Modi hits back at Congress, sets tone for big clash of 2019
Fifty weeks before the next general election for the 17th Lok Sabha and the BJP seems to be ready to don the war paint for the big clash of 2019 with Prime Minister Narendra Modi sounding the bugle in his reply to the President’s address in Parliament.
Taking fresh digs at the Congress for its record on corruption and management of the economy between 2004 to 2014, Modi today made it clear that he will not allow any criticism to go unchallenged – and that he will take the lead in personally and aggressively combating his opponents. In a speech marked with repeated jibes at the Congress, the PM made it clear that he would not surrender even an inch to rivals. Reacting to the speech, many observers of the political scene feel that the PM has made it clear that the fight for 2019 is engaged and while these may be early skirmishes – the tone for the big battle will only become harder in the months ahead.
Modi is known to be an aggressive speaker and never lets go an opportunity to pin down his rivals. That has been his political makeup from the days he was suddenly catapulted to the office of Gujarat Chief Minister in 2002 from an organizational post in the BJP. The attitude has so far brought rich political dividends.
The blame for setting the mood for the next general elections a year in advance does not lay with Prime Minister Modi only. All the parties, BJP allies and the principal opposition, have been acting in a similar manner. The Telugu Desam Party, the Shiv Sena and the Akali Dal, which have been part of the Modi government for the past four years have been making discordant noises in the recent past.

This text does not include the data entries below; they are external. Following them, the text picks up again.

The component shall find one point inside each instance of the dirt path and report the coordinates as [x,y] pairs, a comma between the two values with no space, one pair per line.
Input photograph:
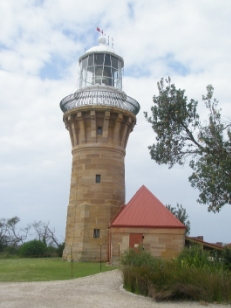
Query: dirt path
[97,291]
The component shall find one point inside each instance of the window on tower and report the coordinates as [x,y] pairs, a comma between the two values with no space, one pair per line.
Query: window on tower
[98,178]
[96,233]
[99,130]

The BJP allies have been acting tough largely to cater to their regional constituencies and to strike a hard bargain with the BJP in the run up to the next general elections. The final contours of the ruling coalition as well as the Congress-led opposition would be known only once the elections draw nearer.

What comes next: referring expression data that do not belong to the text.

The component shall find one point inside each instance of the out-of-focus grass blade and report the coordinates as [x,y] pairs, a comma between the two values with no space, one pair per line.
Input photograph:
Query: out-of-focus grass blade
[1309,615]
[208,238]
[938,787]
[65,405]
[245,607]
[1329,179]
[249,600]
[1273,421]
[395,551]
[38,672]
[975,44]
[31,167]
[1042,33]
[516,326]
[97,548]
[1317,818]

A certain churning is already underway in Bihar where the Rashtriya Lok Samata Party (RLSP) of Upendra Khushawa and Hindustani Awam Morcha (HAM) of Jitan Manjhi have moved closer to BJP bête noire Rashtriya Janata Dal president Lalu Prasad Yadav. Both have been aligned to the BJP for the past four years and might have been guided by local consideration in distancing from the BJP.
The principal opposition, Congress party, has been holding discussions with other like-minded parties to put together an alliance to challenge the BJP-led National Democratic Alliance (NDA). The current budget session of Parliament has seen close coordination and cooperation between the non-BJP groups. The Communist Party of India (Marxist) central committee has ruled out any chances of alliance with the Congress. This may result in an alliance between Trinamool Congress and the Congress in West Bengal to keep BJP out of the fray. Recent bye-elections have shown the BJP has emerged as the distant second to Trinamool Congress led by Chief Minister Mamata Banerjee.

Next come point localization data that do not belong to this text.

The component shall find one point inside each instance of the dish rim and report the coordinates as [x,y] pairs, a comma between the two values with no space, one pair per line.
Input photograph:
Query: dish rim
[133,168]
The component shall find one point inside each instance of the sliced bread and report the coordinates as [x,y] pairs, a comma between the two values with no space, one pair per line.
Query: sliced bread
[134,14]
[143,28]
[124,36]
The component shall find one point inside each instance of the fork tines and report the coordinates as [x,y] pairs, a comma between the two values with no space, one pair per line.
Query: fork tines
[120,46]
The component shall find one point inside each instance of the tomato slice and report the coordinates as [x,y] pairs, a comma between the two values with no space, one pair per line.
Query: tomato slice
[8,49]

The coming months will witness Congress and the BJP locking horns in regional elections. Mehalaya, Nagaland and Tripura, the three north-eastern States will go to polls later this month to elect their Assemblies. Karnataka will be the bellwether State that will elect its Assembly in April. BJP seeks to oust the Congress under Chief Minister Siddaramiah.
Madhya Pradesh, Chhattisgarh, Rajasthan and Mizoram will elect their Assemblies towards the end of the year. The recent bye-election results in Rajasthan have added to the woes. The governments in Madhya Pradesh and Chhattisgarh face anti-incumbency of 15 years and reverses in these States could make the 2019 elections a close call.
But then Modi is a smart politician who is known to spring surprises on his rivals at the last minute.